The Good Liar - Film Review
Summary
The Good Liar
Director: Bill Condon
Cast: Helen Mirren, Ian McKellen, Jim Carter, Russell Tovey
Running time: 110 mins
Censor: R13, Sexual violence, violence, offensive language & nudity
It features British acting royalty, but The Good Liar is simply a con trick flick with an ending that doesn’t stick, writes TOBY WOOLLASTON.
Royalty of the British acting talent pool – namely Sir Ian McKellen and Dame Helen Mirren – duke it out in a game of intrigue, skulduggery and lies… delivered with the best possible manners, of course.
The Good Liar is an adaptation of Nicholas Searle’s novel of the same name, a story about old people lying to each other, a topic Searle no doubt garnered from his time spent working for the NZ Government.
McKellen plays Roy, an elderly man whose pleasant nature belies his shady past. He is a con-artist who prays on victims seduced by his seemingly harmless age and impeccable manners, but his latest victim, a money-flush widower named Betty (Mirren), proves to be a trickier prospect than he had first anticipated.
Director Bill Condon has worked with McKellen before (Mr Holmes, Gods And Monsters), and with far better results than this misdirected disappointment. What begins as a promising con-artist tale built on two unlikely candidates unravels itself to reveal a disjointed, illogically told farce.

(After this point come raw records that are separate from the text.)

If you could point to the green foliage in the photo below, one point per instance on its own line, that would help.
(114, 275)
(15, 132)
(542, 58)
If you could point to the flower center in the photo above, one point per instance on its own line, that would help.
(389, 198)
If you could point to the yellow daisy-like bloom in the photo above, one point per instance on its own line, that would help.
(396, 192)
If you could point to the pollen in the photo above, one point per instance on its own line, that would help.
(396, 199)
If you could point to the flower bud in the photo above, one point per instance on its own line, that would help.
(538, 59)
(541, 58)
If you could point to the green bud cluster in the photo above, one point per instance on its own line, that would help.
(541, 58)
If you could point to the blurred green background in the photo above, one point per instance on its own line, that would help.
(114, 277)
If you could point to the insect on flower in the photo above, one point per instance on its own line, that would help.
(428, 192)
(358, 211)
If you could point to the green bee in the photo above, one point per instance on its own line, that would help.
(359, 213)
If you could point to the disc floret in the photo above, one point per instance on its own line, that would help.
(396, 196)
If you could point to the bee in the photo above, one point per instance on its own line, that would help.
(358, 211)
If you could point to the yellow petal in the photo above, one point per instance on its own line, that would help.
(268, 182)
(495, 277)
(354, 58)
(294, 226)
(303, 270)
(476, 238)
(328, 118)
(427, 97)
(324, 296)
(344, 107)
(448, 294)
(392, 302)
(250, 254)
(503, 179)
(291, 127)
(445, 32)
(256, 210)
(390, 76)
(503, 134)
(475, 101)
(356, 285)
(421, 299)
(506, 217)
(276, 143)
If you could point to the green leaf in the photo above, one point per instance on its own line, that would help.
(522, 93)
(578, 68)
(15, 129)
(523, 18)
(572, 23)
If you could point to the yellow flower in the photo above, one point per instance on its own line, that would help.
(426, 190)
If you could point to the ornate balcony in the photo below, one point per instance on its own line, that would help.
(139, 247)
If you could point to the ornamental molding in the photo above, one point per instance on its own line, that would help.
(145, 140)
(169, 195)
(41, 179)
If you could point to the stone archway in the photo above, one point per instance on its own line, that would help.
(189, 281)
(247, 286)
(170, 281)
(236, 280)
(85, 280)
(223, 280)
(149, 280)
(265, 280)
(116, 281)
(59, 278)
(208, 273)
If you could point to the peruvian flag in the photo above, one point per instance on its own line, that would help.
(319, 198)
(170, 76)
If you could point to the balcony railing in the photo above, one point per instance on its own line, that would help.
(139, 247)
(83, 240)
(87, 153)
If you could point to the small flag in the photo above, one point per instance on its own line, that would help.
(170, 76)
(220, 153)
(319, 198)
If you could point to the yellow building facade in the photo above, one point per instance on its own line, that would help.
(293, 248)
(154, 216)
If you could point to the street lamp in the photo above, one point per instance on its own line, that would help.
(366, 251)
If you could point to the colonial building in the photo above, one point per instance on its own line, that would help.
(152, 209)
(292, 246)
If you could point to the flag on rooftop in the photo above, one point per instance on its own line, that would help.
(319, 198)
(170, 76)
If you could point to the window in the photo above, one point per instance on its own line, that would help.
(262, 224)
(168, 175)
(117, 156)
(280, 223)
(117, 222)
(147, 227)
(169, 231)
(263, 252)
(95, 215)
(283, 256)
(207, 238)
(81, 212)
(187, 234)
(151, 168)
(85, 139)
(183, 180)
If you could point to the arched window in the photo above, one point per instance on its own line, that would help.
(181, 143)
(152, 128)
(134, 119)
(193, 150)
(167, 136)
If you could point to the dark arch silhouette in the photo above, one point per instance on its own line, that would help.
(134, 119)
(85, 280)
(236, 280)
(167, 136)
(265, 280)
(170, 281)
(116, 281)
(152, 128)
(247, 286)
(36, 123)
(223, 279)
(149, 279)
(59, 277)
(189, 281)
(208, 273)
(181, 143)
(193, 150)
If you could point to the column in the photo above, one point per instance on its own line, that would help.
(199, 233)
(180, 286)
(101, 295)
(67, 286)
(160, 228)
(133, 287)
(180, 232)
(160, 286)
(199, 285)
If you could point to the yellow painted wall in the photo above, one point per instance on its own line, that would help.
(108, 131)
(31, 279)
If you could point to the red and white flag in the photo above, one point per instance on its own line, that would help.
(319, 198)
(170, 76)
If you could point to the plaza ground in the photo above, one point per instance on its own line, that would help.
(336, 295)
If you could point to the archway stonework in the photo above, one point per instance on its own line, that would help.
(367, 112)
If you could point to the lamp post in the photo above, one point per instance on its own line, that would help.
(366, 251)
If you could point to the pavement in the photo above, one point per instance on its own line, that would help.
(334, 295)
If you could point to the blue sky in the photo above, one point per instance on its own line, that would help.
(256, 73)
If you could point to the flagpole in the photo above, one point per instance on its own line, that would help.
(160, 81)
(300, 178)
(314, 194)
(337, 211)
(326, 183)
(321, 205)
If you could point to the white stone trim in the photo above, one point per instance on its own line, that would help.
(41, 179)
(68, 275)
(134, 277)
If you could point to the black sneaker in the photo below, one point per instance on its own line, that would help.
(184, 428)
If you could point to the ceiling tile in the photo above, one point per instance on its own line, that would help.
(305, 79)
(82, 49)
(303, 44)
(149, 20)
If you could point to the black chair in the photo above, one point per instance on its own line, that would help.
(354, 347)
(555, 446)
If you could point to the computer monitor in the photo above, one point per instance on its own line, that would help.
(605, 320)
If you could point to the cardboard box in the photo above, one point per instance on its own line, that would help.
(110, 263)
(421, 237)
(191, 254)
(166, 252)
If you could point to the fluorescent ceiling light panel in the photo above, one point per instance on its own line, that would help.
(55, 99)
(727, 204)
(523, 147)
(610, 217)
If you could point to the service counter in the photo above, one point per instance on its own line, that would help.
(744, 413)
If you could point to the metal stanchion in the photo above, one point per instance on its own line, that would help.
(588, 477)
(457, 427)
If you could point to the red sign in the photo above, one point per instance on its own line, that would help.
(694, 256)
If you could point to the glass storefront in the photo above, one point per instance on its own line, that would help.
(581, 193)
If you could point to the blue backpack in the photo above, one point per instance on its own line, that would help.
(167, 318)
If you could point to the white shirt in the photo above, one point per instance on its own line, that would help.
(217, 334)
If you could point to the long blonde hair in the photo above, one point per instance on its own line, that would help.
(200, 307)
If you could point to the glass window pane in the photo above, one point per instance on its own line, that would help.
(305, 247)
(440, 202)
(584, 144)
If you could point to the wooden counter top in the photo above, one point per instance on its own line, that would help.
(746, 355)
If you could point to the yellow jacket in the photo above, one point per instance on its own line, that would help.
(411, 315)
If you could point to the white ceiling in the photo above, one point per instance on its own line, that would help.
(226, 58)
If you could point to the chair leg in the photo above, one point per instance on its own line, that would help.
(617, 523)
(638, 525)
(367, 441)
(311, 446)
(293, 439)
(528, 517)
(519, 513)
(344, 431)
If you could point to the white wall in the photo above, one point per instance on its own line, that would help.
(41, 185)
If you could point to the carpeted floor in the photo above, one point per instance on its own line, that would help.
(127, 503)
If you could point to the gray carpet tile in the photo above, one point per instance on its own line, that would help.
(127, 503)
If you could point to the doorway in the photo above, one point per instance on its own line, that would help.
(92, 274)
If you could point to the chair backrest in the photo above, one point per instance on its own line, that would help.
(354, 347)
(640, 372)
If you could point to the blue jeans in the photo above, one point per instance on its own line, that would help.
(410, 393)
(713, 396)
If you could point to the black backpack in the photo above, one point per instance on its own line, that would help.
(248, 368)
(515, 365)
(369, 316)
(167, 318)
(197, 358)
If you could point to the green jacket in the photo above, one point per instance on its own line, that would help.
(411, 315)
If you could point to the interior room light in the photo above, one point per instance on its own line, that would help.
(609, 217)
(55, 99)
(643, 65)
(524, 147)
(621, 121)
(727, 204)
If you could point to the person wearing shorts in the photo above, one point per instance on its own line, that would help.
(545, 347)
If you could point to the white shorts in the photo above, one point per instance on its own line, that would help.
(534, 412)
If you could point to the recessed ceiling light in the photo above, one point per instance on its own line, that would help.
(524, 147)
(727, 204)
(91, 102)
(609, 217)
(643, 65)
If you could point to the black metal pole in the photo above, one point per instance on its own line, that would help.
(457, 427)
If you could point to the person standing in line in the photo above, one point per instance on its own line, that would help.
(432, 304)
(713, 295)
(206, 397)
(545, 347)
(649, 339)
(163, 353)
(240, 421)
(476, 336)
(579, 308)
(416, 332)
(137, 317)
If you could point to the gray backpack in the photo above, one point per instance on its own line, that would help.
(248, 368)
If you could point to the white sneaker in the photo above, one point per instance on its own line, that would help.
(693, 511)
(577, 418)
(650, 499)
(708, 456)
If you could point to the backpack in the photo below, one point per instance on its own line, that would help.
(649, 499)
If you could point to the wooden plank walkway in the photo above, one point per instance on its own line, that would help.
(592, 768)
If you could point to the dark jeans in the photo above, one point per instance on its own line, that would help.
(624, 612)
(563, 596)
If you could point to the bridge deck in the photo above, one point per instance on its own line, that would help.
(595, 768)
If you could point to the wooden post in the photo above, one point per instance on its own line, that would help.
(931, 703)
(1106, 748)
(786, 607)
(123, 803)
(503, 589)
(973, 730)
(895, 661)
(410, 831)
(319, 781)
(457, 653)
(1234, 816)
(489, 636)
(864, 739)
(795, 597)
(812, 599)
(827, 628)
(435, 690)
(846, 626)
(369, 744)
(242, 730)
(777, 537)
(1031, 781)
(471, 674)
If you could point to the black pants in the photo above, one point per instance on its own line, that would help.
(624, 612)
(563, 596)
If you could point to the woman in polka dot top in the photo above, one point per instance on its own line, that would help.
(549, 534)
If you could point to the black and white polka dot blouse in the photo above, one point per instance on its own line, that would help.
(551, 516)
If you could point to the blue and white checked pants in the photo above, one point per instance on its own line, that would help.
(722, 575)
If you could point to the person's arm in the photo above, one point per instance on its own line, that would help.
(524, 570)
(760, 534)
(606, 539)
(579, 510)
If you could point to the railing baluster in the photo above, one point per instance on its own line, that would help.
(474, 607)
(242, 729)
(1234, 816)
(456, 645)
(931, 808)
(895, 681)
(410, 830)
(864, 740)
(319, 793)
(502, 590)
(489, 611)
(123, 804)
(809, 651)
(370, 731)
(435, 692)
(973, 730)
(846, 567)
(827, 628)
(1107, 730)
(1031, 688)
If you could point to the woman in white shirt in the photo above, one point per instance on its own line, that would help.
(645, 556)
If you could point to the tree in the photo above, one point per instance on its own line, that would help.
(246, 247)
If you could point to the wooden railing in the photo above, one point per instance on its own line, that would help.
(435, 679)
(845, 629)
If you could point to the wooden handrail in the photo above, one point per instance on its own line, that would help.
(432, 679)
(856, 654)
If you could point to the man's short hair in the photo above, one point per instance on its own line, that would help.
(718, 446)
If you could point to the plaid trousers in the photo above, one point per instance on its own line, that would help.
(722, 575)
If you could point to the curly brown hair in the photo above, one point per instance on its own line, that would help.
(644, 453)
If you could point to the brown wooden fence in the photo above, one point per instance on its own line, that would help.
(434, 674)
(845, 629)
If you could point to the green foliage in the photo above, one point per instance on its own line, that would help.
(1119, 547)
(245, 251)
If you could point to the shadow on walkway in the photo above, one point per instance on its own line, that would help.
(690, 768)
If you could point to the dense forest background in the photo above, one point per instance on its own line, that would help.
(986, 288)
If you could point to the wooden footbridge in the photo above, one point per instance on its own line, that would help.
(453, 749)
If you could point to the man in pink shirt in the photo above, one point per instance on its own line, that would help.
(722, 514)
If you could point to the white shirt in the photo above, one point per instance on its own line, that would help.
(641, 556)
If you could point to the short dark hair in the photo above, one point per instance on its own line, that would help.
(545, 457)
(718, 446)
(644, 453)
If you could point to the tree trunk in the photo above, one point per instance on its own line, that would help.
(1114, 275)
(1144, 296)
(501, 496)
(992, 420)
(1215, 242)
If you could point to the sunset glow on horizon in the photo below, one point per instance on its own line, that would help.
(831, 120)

Screenwriter Jeffrey Hatcher (who also worked with Condon and McKellen on Mr Holmes) has made a dog’s breakfast of his adaptation of Searle’s book. Good mysteries deliver their “big reveal” from a collection of lies and truths. To decipher fact from fiction is the game the audience must play. But when a film throws back the curtain on its mystery without allowing its audience the remotest chance of figuring it out, then there is a sense of cinematic betrayal going on. I can’t mention specifics without divulging spoilers, suffice to say that The Good Liar offers two key twists, the first of which is delivered at such glacial speed that environmental scientists could’ve seen it coming.
The second twist is such a head-scratcher that it requires a subsequent lengthy flashback (setup that should’ve come a lot earlier) to explain itself. Not quite an “it was all a bad dream” moment, but it feels like it. Shame, because The Good Liar starts out so well, but in the words of the good Sir Ian McKellen: “You shall not pass!”
Indeed, his movie doesn’t get one either.
* The Good Liar is screening now in New Zealand cinemas.